# CCI - last straw....



## grahamc (Oct 1, 2006)

I got my renewal quote from CCI through.... nearly a 50% increase, when nothing has changed. 

This is just pathetic!!!!!!


----------



## KAT (Apr 7, 2011)

Sadly thats just the norm with all companies now as far as I can see. 
They must just hope you forget and let it renew as when ever I phone them to discuss it suddenly drops lower than the year before 
I've never been with CCI by the way. 
J


----------



## grahamc (Oct 1, 2006)

KAT said:


> Sadly thats just the norm with all companies now as far as I can see.
> They must just hope you forget and let it renew as when ever I phone them to discuss it suddenly drops lower than the year before
> I've never been with CCI by the way.
> J


I know its the norm, but just so annoying uke:

I have emailed them, but will be speaking to Sky as well as a few others shortly.


----------



## SkyInsurance (Aug 21, 2007)

Feel free to PM over your contact details Graham


----------



## SkyInsurance (Aug 21, 2007)

KAT said:


> Sadly thats just the norm with all companies now as far as I can see.


A 50% increase with no change of circumstances is very much not the norm.


----------



## Sinth (Sep 26, 2010)

I had a 10% increase with cci.
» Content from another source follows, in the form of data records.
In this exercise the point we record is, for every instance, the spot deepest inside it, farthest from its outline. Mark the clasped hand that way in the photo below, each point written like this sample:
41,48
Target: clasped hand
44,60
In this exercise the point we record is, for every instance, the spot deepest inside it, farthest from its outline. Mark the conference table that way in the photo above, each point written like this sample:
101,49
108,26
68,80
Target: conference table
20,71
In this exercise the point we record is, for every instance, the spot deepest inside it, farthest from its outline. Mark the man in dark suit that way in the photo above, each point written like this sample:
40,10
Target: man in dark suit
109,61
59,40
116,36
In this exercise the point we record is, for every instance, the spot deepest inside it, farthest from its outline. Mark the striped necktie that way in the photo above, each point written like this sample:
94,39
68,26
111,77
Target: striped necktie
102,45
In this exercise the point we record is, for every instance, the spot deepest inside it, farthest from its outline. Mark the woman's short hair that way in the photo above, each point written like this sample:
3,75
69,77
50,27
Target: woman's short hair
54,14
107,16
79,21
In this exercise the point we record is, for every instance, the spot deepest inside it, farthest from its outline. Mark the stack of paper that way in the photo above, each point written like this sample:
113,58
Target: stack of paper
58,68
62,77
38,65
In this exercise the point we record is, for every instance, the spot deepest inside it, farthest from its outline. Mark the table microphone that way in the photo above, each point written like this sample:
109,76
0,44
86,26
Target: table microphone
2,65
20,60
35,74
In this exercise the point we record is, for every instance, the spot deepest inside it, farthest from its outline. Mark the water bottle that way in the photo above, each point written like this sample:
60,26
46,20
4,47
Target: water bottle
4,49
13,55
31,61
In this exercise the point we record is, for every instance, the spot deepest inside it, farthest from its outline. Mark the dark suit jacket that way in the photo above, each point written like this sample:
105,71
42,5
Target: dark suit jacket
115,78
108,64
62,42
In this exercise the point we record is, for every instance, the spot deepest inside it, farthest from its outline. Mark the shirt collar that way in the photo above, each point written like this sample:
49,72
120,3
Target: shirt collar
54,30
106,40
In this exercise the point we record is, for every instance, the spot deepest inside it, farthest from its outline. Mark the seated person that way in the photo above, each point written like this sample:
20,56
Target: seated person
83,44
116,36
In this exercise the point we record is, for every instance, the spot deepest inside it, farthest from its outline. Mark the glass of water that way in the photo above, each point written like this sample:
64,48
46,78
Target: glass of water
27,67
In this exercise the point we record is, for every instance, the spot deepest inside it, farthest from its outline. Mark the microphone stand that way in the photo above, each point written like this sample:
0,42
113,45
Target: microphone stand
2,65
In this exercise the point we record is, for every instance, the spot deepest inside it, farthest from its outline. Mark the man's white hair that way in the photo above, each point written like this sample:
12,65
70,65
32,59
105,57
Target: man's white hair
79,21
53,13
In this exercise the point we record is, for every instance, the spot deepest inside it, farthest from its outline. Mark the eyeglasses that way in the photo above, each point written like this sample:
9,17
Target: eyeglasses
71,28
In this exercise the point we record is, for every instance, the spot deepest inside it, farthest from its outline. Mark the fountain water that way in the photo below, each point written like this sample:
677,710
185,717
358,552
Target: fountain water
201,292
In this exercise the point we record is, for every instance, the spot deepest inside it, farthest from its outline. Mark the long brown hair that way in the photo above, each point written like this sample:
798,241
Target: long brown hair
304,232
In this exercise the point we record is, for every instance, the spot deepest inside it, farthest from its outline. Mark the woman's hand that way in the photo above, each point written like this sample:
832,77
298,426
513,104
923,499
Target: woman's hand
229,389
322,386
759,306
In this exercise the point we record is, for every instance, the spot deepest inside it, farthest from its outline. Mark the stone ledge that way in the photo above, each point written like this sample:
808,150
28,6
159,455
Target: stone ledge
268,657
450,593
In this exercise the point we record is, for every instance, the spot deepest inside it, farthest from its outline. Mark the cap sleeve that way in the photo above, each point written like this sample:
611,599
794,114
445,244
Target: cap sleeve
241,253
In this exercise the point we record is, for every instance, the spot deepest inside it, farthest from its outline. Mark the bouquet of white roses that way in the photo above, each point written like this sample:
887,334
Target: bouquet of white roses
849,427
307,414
Shopped around and saved myself nearly 2k


----------



## grahamc (Oct 1, 2006)

Speaking to Admiral and they are doing a multi-car policy with my "train-station fiesta" and it will be 720 for the 2 cars.... £421 for the GTR )))


----------



## KAT (Apr 7, 2011)

SkyInsurance said:


> A 50% increase with no change of circumstances is very much not the norm.


The automatic renual letter I got from Admiral wanted nearly double of last years premium from me until I phoned, I then got free breakdown cover on 2 cars and still nearly £50 less. 
Bennets wanted £155 for my scooter compared to £73 last year, the most they would come down to is 130 odd so I've changed. 
Keith Michaels charged me £900 last year for my Evo, I have a few quotes so far all between £440 - £500 so I cant see how they could possibly make up for robbing me like that the past year so I will be changing from them soon as well. 
Thats just this year 
J


----------



## KAT (Apr 7, 2011)

I have no change in circumstances either by the way. 
J


----------